# bulk rock salt dealers in Mass



## StonewallFarms (Aug 26, 2007)

I'm looking to see where all you mass guys are buying your bulk rock salt from? I've called around to a bunch of places and have gotten numbers from 84 a ton to 102 a ton.. Let me know who has been working out for you.

Thanks,

Dan


----------



## ss502gmc (Sep 12, 2008)

I wish i knew, i been trying to find out the same thing.


----------



## StonewallFarms (Aug 26, 2007)

Found a guy in worcester $74/ton for pure salt and i belive $124 treated. He is supposed to be sending me some info i'll keep you posted. Where are you located?


----------



## ss502gmc (Sep 12, 2008)

Im on the south shore near Brockton and the 2 local places around here want $120 ton untreated so ill travel and pick it up myself. Im only looking for 10 ton for now and wait and see how the season starts. I would gladly drive to worcester to save $500. Keep me posted


----------



## JpLawn (Aug 5, 2007)

StonewallFarms;1119126 said:


> Found a guy in worcester $74/ton for pure salt and i belive $124 treated. He is supposed to be sending me some info i'll keep you posted. Where are you located?

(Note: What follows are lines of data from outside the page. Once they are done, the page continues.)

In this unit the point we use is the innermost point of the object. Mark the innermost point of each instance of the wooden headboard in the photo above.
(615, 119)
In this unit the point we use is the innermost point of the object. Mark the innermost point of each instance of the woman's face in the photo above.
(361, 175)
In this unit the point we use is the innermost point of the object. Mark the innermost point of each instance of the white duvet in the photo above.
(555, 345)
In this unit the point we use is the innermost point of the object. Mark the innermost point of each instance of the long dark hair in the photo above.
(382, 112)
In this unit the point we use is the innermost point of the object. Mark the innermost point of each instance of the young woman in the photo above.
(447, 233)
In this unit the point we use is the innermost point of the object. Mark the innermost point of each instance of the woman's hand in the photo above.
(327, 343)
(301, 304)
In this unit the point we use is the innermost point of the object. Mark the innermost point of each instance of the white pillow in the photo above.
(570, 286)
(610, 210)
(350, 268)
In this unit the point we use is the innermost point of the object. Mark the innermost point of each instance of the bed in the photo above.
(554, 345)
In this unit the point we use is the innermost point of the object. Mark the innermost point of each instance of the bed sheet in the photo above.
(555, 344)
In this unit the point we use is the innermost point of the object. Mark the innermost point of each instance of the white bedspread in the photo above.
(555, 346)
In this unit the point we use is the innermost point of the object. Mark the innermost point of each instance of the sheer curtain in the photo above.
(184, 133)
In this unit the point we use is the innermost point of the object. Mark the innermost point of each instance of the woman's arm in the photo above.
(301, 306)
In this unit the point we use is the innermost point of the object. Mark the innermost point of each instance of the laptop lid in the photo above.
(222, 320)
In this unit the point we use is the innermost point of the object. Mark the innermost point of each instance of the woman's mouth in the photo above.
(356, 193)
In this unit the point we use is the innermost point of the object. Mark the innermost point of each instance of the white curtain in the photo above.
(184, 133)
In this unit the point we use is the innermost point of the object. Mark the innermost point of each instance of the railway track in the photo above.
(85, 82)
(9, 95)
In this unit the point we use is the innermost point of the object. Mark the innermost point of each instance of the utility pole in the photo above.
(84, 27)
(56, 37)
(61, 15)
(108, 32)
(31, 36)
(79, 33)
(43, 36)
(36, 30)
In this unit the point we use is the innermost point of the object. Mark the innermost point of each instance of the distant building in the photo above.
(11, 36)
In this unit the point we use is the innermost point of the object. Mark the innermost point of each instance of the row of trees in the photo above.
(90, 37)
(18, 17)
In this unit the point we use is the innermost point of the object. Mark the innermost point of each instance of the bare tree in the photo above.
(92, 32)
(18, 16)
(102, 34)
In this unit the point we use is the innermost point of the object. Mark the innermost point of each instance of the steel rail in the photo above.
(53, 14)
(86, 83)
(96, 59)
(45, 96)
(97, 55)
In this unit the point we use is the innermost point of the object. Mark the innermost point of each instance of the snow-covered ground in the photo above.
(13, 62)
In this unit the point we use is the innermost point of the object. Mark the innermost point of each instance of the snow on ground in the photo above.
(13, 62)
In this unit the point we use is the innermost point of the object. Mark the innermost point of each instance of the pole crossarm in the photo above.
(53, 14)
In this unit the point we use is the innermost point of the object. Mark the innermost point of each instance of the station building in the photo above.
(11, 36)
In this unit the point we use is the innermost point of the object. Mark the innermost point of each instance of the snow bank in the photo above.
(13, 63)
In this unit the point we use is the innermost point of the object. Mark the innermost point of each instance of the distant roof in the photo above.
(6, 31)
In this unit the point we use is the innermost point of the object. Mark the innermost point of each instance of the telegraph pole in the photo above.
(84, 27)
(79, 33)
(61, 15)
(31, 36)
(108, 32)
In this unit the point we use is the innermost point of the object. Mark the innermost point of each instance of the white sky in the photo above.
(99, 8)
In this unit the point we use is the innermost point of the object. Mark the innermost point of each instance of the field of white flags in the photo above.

What kind of treated salt does he have?


----------



## Big Dog D (Oct 1, 2005)

StonewallFarms;1119126 said:


> Found a guy in worcester $74/ton for pure salt and i belive $124 treated. He is supposed to be sending me some info i'll keep you posted. Where are you located?


Is that a picked up or delivered price? Where abouts are you?


----------